The Philippine Stock Exchange Inc. (PSE) has imposed penalties on 15 listed corporations for failure to submit their respective annual reports, saying such requirement is “critical” for sound business judgment among investors.
Roel Refran, chief operations officer of the PSE, explained in a phone interview that any violation of the listing and disclosure rule has a corresponding penalty.
The rule is known to all listed firms at the time they made an initial public offering.
“As a result of our compliance monitoring, these listed firms have accordingly been slapped with penalties as a consequence of their failure to comply with the reportorial requirement,” Refran said.
Of the 264 listed corporations, 5.6 percent or 15 have not submitted annual reports for the year ended December 31, 2015 on or before the extended deadline of April 29, 2016.
These firms are 8990 Holdings Inc. (HOUSE), Acesite (Phils.) Hotel Corp. (ACE), Agrinurture Inc. (ANI), Alliance Select Foods International Inc. (FOOD), Century Peak Metals Holdings Corp. (CPM), Chemical Industries of the Philippines Inc. (CIP), Globalport 900 Inc. (PORT), Greenenergy Holdings Inc. (GREEN), and IP E-Game Ventures Inc. (EG).
“The imposition of penalties is our way of encouraging them to comply with the disclosure requirement. Hopefully, we could attain 100 percent compliance by doing this,” Refran said.
The other firms that failed to submit annual reports for the period are LMG Chemicals Corp. (LMG), Metro Global Holdings Corp. (MGH), PAL Holdings Inc. (PAL), Premiere Horizon Alliance Corp. (PHA), Uncoil Resources & Holdings Company Inc. (UNI), and Wellex Industries Inc. (WIN).
The penalties vary depending on the frequency and gravity of the violation.
Failing to submit an annual report is slapped with an amount based on the total asset of the company.
For companies with assets of P25 million but less than P30 million, the basic fine is P5,000, plus P500 for each day of delay but not over P50, 000. Firms that have P1 billion worth assets are penalize with a P50,000 basic fine and 5,000 for each day of delay but exceeding P500,000.
Repeating the violation could lead to the suspension of trading and may be a ground for delisting erring firms.
The PSE official said there are underlying objectives in requiring listed companies to disclose material information like financial condition.
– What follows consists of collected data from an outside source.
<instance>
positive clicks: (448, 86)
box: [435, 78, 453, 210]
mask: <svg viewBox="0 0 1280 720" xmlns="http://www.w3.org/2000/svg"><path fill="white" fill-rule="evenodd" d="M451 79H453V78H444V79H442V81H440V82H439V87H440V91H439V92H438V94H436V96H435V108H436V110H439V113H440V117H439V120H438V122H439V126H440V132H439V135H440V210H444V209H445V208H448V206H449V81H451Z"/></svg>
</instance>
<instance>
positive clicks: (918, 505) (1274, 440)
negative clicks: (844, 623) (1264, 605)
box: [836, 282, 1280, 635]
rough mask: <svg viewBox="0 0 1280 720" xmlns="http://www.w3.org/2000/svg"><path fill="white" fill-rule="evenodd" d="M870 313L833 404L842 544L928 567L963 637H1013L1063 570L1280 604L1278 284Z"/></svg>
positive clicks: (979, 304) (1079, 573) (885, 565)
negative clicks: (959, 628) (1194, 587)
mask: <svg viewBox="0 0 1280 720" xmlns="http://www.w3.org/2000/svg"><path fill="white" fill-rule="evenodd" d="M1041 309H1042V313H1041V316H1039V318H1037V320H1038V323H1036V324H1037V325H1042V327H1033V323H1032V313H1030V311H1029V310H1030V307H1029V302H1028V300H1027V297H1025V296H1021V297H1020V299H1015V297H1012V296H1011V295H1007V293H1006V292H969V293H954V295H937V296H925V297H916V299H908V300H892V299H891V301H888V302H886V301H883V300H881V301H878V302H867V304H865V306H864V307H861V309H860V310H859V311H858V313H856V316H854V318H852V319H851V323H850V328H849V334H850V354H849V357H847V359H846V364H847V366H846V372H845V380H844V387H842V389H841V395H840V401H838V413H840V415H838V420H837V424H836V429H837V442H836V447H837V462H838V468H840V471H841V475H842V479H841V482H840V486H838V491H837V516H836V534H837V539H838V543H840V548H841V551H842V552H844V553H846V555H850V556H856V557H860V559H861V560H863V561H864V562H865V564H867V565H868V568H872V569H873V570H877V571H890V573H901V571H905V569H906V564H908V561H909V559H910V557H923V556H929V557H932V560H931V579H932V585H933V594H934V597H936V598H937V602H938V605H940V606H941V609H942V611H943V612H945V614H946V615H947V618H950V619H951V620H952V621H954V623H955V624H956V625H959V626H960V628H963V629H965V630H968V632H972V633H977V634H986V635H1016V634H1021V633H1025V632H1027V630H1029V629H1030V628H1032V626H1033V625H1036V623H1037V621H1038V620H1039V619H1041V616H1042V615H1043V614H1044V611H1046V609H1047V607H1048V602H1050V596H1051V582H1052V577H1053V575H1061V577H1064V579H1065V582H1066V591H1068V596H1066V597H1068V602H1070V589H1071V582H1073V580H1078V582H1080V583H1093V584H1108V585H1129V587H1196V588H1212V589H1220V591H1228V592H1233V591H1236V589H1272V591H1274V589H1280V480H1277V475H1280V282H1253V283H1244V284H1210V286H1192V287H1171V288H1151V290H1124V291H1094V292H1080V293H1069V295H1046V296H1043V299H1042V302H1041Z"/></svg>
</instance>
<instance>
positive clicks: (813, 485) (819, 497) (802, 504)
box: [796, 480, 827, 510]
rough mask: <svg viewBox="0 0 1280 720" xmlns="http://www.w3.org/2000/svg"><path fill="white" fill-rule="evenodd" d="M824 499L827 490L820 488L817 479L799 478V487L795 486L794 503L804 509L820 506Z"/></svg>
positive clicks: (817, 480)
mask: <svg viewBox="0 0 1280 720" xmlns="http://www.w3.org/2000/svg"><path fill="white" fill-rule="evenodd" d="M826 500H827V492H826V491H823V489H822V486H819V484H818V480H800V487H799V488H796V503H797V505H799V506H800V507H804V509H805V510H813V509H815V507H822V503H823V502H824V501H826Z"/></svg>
“First, we would like to attain 100 percent disclosure compliance among all listed firms.
Second, material information is critical not only for transparency but ultimately because this [annual report], among others, is considered as material information in order to help investors make sound business judgment, e.g., whether they would invest or not in certain listed companies,” he said.
“Thus, if they [listed firms]do not comply, then the investing public would not have sufficient knowledge in making their investment choices,” Refran added.